Long sigh. “Let me think for a moment.”  Finally I said, “I do not think an airsoft gun is an appropriate amusement. I’ve always defended the rights of individuals to have guns, but we dont’ have them and I don’t want to start having them now.”

“But it’s not a real gun.”

“And that’s the other reason. This game you’re talking about, running around shooting your friends as if you’re an army man, it’s stupid.” He startled. How could I dare? I continued, “it’s a fake game simulating real violence. I want you to have real experiences, not simulated ones. Guns are for two things, shooting animals and people. Your ancestors homesteaded on the prairie and they had to take a gun out and shoot game, watch it bleed, and die, bring it back home skin it, gut it, prepare the meat and cook it. You have ancestors who fought in World War I, in the Civil War, in the Revolutionary war, who took their guns out and shoot at other men and my great grandfather died out there, and you want to turn this all into a game? Where we shoot at our friends? Not on my watch.”

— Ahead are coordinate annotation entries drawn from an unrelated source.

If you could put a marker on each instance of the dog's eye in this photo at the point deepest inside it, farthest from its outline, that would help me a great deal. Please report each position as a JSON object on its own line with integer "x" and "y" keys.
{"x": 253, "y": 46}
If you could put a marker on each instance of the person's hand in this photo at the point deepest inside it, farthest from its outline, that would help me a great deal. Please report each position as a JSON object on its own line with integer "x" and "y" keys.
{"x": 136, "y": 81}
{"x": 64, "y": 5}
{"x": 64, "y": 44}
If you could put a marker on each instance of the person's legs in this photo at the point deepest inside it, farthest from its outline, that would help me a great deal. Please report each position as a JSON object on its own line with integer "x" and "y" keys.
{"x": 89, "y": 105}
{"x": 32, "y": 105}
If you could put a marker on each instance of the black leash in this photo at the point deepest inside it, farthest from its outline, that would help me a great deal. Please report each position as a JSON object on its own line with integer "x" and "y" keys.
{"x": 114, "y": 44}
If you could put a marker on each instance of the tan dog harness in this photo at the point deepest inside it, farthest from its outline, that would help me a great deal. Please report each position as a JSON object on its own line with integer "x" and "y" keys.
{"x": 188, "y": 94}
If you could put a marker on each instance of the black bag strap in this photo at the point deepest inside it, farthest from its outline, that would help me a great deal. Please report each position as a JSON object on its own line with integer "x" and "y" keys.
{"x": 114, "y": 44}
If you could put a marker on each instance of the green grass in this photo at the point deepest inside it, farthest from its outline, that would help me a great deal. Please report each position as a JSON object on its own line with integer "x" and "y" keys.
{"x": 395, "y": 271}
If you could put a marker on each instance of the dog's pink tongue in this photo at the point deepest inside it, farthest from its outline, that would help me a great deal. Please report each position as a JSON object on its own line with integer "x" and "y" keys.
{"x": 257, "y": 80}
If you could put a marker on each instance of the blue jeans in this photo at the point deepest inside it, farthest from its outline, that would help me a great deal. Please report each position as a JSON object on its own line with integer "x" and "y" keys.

He tried a few more times to start the discussion, but I think he knew he had lost. And this morning, when I asked him what that strange red cut on his leg was — it looked like a cigarette burn — he admitted it was a wound from one of the airsoft guns.  I gave him a look. He tried to explain that it didn’t usually leave a bloody mark on you, but I think he knew it was hopeless.

I believe that sometimes, yes, you just have to say no to your kids ideas.  So it’s not democratic, or whatever, this is my house and I’m not buying them airsoft guns. Call me a mean mom or whatever. If no one else supports me on this, I feel sure the ancestors do. I can feel it in my bones.